Si Frank Baranowski, le maire, pouvait formuler un souhait, ce serait d’obtenir des primes à la démolition. La société municipale de développement pourrait alors faire le ménage à grande échelle. À Gelsenkirchen, le développement ne signifie pas la même chose qu’à Hambourg ou Munich : ici, il signifie des pelleteuses. Elles détruisent des immeubles pourris, achetés par la ville et dont la rénovation ne vaut pas la peine. C’est ainsi que l’on veut retirer le terrain aux marchands d’immeubles pourris. Mieux vaut détruire une maison que la laisser aux adversaires. Mais la destruction est aussi une stratégie coûteuse. L’argent de la ville suffit à arracher chaque année aux dealers des bâtiments dans trois rues. Il en faudrait cent.
Trois valent mieux que rien. Trois, c’est un début. De plus en plus souvent, la ville fait fermer des maisons délabrées et sceller les portes d’entrée. Régulièrement, des unités de 20 policiers fouillent des immeubles entiers, exécutent des mandats d’arrêt et cherchent des suspects. Une fois, des Turcs et des Arabes du voisinage se sont rassemblés dans la rue, ont regardé les policiers mener une descente et les ont applaudis ensemble. Il peut même arriver maintenant que le service d’ordre municipal demande à un passant de ramasser un mégot jeté par terre. « Nous allons nettoyer ça », aime dire le maire Baranowski, et cela peut vouloir dire n’importe quoi : une cigarette, un immeuble pourri ou une société fictive.

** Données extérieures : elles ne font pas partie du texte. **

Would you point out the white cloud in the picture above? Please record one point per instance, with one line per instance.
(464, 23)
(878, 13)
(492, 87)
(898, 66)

Il est déjà arrivé que les éboueurs doivent passer chaque jour dans une rue pour emporter les déchets, et non une seule fois par semaine. Il est aussi arrivé que les éboueurs viennent avec des conteneurs et des chargeuses pour débarrasser le chaos — et soient pris à partie par des habitants qui leur crachaient dessus. Mais tout cela est terminé. La situation s’est améliorée. La République de Gelsenkirchen, dirigée par un social-démocrate, a engagé la bataille pour l’ordre public. On ne sait pas encore si cette ambition paiera politiquement. Lors de la dernière élection, en tout cas, la SPD a obtenu 50 % à Gelsenkirchen. Il faut le répéter, parce que cela paraît incroyable : 50 %.

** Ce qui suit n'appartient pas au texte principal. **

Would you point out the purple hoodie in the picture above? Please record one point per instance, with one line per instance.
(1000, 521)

Il reste à ajouter que les rats sont venus à Gelsenkirchen avec les déchets des Roumains. Mais peut-on écrire cela ? On peut l’écrire, parce que c’est vrai. Il y a toujours eu des rats, partout, mais soudain ils sont entrés dans les maisons. Si l’on laissait l’exterminateur de Gelsenkirchen, Steffen Hartmann, raconter l’histoire de sa ville, il expliquerait que ses affaires, depuis deux ans, marchent soudain de nouveau très bien. Dans les logements de nombreux immeubles pourris pullulent les cafards. Et dans les montagnes de déchets des cours intérieures, les rats se sentent bien. Ils sont tenaces. Ils restent quand les Roumains s’en vont. C’est aussi ce qu’a constaté l’enseignant retraité Eckart Kuke. Il s’est procuré des pièges à ressort et a répandu du sable fin dans son jardin pour savoir si les rats y passaient la nuit. « Si j’avais été un rat, je me serais toujours bien porté ici », dit-il. La nouvelle libératrice est la suivante : cette confrontation, Eckart Kuke l’a gagnée.